The final blow? District severs ties with disciplinary school in East Falls, Aug. 22 

The story: This summer, the School District of Philadelphia announced that it would not renew its contract with the troubled Delaware Valley High School, leaving 500 students wondering where they’d need to report for school in the next few days.

At the time, the students were spread out between two schools: a disciplinary school in East Falls and a Southwest Philadelphia school for high-school dropouts. The District’s decision to cut ties with DVHS, a for-profit provider of alternative education programs, followed reports that the company was under federal investigation and the target of lawsuits from former employees.

The District eventually tapped Phase 4, a not-for-profit organization that relies heavily on online instruction, to take over DVHS’ former site in Southwest Philadelphia. As for the East Falls site, the property’s owner, Mark Sherman, told NewsWorks that he did not yet have a new tenant in mind but added that it would likely be a school or a developer to redevelop the entire site.  

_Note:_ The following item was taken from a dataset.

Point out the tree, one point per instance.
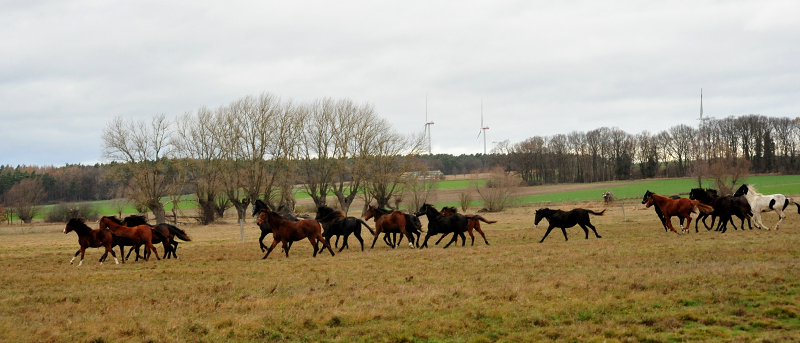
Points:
(24, 199)
(143, 150)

At last check, many of the students at the former East Falls site were in limbo as to where they would be relocated. 

What Happened Next: According to the School District, the 300 students, who previously attended the DVHS site in East Falls were redistributed across three other “transition schools” in different parts of the city.

One-hundred students are now attending the Camelot School at Boone, a disciplinary program in North Philadelphia run by a private provider. The rest of the students were split between Philadelphia Learning Academy North and Philadelphia Learning Academy South, both managed by the District.

As for the Ridge Avenue site, there’s still no word on who the next tenant will be.